Südliche Böhmerwaldausläufer

Alle OÖ Raumeinheiten

Die Südlichen Böhmerwaldausläufer sind eine von 41 Oberösterreichischen Raumeinheiten und liegen im oberen Mühlviertel.

Inhaltsverzeichnis

Lage

Die Raumeinheit umfasst den nordwestlichen Teil der Bezirke Urfahr-Umgebung und Rohrbach.
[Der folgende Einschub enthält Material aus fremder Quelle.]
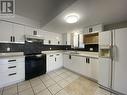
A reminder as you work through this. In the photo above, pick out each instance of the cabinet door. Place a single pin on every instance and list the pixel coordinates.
(6, 30)
(18, 33)
(81, 44)
(78, 64)
(67, 61)
(87, 67)
(50, 62)
(59, 60)
(94, 64)
(105, 38)
(64, 39)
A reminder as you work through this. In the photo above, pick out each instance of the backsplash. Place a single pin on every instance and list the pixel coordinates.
(26, 48)
(90, 48)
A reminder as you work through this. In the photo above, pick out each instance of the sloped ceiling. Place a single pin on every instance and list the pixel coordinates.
(91, 12)
(42, 11)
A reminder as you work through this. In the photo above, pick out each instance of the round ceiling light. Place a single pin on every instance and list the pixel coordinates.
(71, 18)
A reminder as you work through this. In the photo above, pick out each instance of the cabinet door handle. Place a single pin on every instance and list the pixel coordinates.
(12, 74)
(11, 60)
(11, 67)
(88, 60)
(11, 38)
(69, 56)
(51, 55)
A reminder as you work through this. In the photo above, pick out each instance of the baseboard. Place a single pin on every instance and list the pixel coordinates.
(111, 90)
(91, 79)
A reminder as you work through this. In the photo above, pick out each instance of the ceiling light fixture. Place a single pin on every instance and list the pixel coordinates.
(71, 18)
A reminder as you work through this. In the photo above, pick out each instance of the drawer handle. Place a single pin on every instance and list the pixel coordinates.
(11, 67)
(51, 55)
(11, 60)
(12, 74)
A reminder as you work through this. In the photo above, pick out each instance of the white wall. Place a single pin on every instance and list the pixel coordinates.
(23, 20)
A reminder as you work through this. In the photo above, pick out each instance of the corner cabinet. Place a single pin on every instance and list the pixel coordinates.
(85, 66)
(11, 32)
(12, 70)
(18, 33)
(54, 61)
(6, 30)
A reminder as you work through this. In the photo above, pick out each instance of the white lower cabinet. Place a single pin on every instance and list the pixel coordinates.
(54, 61)
(12, 70)
(82, 65)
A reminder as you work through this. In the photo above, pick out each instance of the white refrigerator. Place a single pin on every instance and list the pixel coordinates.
(113, 60)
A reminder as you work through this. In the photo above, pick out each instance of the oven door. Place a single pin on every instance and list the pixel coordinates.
(35, 65)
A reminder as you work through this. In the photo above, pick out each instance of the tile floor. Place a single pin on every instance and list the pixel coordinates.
(58, 82)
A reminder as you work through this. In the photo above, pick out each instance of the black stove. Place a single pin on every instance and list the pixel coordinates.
(35, 62)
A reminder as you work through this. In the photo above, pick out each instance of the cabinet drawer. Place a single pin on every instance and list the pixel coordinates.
(11, 60)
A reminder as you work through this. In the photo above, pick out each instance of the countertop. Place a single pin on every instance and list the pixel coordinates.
(11, 54)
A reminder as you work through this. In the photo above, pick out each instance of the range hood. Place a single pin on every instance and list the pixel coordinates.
(34, 38)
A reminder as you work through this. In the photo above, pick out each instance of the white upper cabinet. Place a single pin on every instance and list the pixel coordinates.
(6, 30)
(18, 33)
(81, 44)
(66, 39)
(105, 38)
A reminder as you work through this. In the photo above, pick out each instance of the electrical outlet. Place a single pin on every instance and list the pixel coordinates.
(91, 49)
(8, 49)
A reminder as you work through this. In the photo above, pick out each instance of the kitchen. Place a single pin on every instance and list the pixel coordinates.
(74, 47)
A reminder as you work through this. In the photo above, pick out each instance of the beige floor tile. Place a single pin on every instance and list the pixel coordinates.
(45, 77)
(63, 75)
(69, 79)
(49, 82)
(35, 82)
(24, 86)
(57, 78)
(1, 89)
(54, 88)
(62, 92)
(10, 86)
(102, 91)
(39, 88)
(75, 76)
(52, 74)
(63, 83)
(10, 91)
(27, 92)
(81, 86)
(44, 92)
(23, 82)
(58, 72)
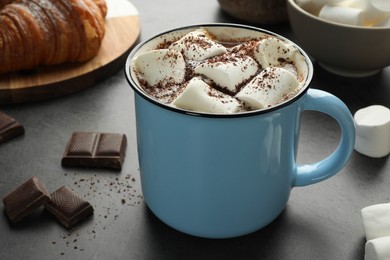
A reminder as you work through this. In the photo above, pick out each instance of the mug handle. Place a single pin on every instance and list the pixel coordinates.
(324, 102)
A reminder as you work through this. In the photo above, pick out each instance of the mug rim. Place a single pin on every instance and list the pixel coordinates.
(137, 89)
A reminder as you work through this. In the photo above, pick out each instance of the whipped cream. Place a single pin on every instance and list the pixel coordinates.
(200, 72)
(199, 96)
(366, 13)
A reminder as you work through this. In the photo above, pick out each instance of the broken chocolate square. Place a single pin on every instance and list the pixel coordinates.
(68, 207)
(91, 149)
(20, 202)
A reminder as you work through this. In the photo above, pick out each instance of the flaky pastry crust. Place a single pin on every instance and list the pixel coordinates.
(48, 32)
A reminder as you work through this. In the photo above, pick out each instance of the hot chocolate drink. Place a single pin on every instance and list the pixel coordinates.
(206, 71)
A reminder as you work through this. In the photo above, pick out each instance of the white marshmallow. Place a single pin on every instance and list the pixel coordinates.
(376, 220)
(382, 5)
(229, 74)
(341, 14)
(199, 96)
(376, 12)
(197, 45)
(378, 249)
(268, 88)
(161, 66)
(373, 131)
(385, 23)
(273, 52)
(314, 6)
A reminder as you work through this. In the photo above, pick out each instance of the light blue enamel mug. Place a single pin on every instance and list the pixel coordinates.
(221, 176)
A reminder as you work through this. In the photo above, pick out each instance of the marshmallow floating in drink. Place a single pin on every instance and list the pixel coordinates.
(197, 45)
(161, 67)
(199, 72)
(228, 72)
(269, 87)
(378, 249)
(373, 131)
(350, 12)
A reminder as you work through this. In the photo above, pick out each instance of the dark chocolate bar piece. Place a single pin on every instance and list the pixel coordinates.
(9, 127)
(91, 149)
(25, 199)
(68, 207)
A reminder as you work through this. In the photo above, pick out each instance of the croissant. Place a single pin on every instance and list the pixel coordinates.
(48, 32)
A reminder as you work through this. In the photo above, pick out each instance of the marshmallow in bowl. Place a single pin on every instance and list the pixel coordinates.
(342, 14)
(373, 131)
(271, 86)
(376, 220)
(161, 67)
(366, 13)
(198, 45)
(199, 96)
(378, 249)
(229, 72)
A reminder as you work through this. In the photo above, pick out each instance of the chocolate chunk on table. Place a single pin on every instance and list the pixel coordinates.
(91, 149)
(68, 207)
(9, 127)
(25, 199)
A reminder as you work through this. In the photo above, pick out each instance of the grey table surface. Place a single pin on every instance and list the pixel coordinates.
(321, 221)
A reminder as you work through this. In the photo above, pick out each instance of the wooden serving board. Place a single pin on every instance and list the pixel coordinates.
(122, 32)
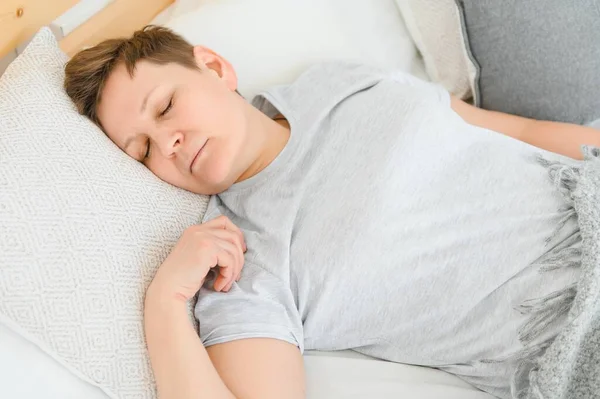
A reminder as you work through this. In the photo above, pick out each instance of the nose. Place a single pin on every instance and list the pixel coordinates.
(171, 143)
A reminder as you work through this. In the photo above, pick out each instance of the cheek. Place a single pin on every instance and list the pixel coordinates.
(165, 171)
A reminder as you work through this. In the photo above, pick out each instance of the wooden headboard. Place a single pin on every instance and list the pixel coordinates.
(20, 19)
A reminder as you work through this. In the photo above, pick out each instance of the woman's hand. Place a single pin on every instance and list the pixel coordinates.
(216, 243)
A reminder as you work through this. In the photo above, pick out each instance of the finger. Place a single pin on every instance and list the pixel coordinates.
(225, 261)
(223, 222)
(234, 247)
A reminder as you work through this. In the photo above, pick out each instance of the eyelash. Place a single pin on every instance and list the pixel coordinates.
(163, 113)
(168, 108)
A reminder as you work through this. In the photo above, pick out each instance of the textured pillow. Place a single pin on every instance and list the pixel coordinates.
(435, 26)
(83, 228)
(536, 58)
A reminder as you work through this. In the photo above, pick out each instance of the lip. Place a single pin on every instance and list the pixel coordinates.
(197, 155)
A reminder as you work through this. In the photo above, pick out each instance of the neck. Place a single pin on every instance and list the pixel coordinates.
(273, 137)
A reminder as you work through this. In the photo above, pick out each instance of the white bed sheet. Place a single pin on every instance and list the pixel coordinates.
(28, 372)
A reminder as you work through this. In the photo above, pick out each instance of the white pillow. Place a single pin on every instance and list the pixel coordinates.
(83, 228)
(435, 26)
(270, 42)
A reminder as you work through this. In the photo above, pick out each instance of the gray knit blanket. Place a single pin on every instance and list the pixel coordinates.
(569, 366)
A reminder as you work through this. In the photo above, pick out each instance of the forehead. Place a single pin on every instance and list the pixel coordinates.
(122, 97)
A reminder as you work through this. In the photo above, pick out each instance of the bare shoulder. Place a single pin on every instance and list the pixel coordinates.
(260, 368)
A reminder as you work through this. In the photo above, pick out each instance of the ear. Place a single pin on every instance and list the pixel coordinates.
(209, 60)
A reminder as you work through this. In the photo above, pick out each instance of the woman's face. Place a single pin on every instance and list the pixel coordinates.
(188, 127)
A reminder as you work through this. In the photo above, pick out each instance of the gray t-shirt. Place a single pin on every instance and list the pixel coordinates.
(389, 226)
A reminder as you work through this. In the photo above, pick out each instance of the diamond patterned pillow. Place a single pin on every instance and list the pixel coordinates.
(83, 228)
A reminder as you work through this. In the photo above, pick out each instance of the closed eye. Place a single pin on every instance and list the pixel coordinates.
(167, 108)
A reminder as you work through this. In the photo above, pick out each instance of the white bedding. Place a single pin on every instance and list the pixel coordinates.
(28, 372)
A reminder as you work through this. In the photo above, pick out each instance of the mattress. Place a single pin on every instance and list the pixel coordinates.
(28, 372)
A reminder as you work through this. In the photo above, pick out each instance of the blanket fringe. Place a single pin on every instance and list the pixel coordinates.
(544, 311)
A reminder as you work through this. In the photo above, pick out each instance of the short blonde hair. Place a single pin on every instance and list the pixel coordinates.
(87, 72)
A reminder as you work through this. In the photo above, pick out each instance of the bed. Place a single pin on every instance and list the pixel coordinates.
(29, 369)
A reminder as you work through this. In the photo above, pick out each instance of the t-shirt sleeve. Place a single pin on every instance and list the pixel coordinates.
(434, 91)
(260, 305)
(257, 306)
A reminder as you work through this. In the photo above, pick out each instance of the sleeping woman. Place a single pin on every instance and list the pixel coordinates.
(355, 208)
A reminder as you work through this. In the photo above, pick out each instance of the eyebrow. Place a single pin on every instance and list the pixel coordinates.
(142, 109)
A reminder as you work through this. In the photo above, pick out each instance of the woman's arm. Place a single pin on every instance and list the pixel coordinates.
(181, 365)
(253, 368)
(561, 138)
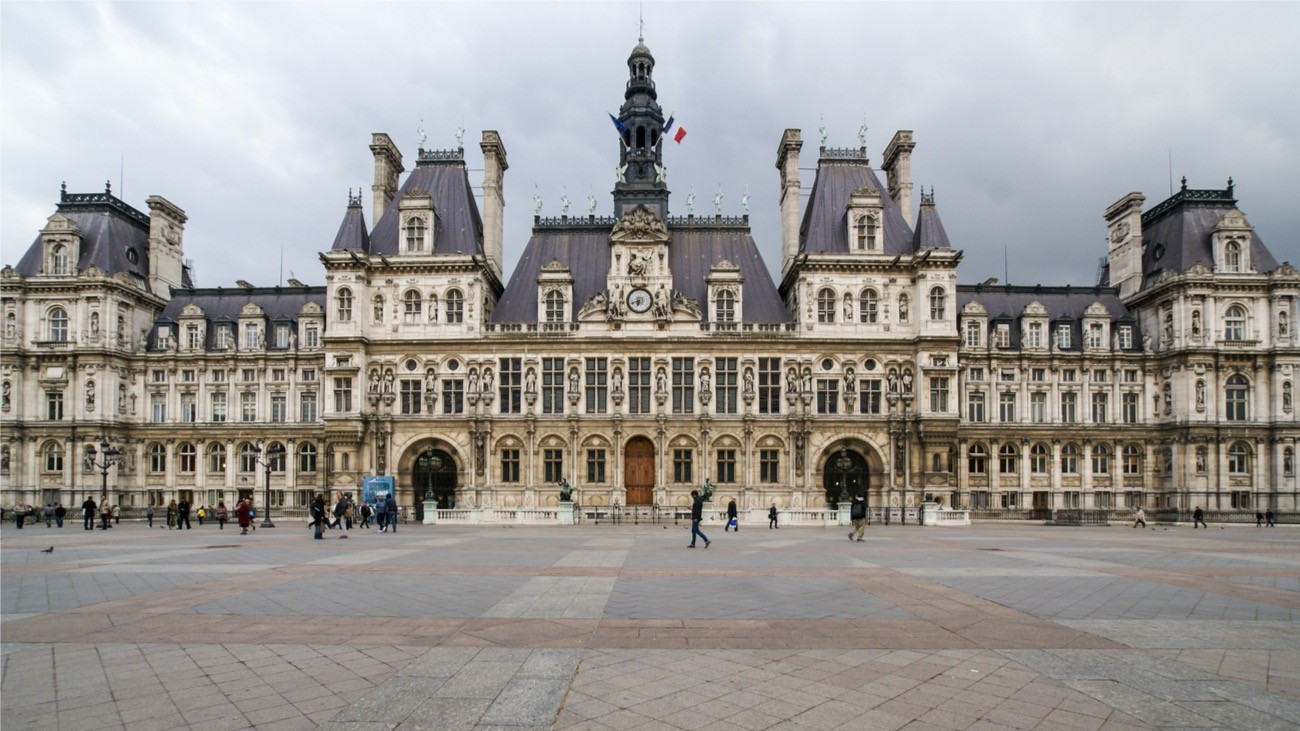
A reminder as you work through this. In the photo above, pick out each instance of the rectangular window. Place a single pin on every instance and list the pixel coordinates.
(510, 386)
(827, 396)
(1130, 407)
(1069, 407)
(683, 385)
(728, 377)
(683, 466)
(553, 465)
(1039, 407)
(412, 394)
(1006, 407)
(510, 466)
(638, 385)
(553, 385)
(726, 466)
(939, 393)
(1100, 407)
(596, 466)
(307, 407)
(869, 396)
(768, 466)
(768, 385)
(342, 394)
(55, 406)
(597, 384)
(454, 396)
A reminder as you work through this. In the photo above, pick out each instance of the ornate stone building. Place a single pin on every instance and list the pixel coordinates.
(640, 354)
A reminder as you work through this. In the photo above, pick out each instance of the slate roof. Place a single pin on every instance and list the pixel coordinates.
(1178, 229)
(824, 229)
(109, 229)
(1064, 305)
(224, 305)
(694, 249)
(445, 177)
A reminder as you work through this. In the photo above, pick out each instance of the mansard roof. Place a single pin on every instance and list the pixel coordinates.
(839, 174)
(1064, 305)
(697, 246)
(441, 174)
(111, 229)
(1177, 233)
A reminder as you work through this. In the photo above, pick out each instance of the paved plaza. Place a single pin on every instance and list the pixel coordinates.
(603, 627)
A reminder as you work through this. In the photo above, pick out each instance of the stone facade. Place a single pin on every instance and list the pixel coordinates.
(640, 355)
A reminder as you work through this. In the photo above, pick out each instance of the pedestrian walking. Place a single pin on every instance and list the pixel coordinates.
(697, 514)
(858, 514)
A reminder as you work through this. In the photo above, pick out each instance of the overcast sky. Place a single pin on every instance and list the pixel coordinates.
(1028, 119)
Im Westen bildet die Raumeinheit die Grenze zu Bayern (Deutschland).

Die Größe der Südliche Böhmerwaldausläufer beträgt 491,98 km². Das Gebiet erstreckt sich über eine Länge von rund 38 km und eine maximale Breite von 30 km im Westteil und 24 km im Ostteil. Der schmalste Bereich ist nur 6 km breit. Der tiefste Bereich liegen bei rund 500 m ü. A. im Mühltal und im Rodltal. Die höchsten Erhebungen des Gebiets sind im Westen der Ameisberg bei Sarleinsbach mit 941 m ü. A. und im Ostteil der Hohe Breitenstein mit 956 m ü. A..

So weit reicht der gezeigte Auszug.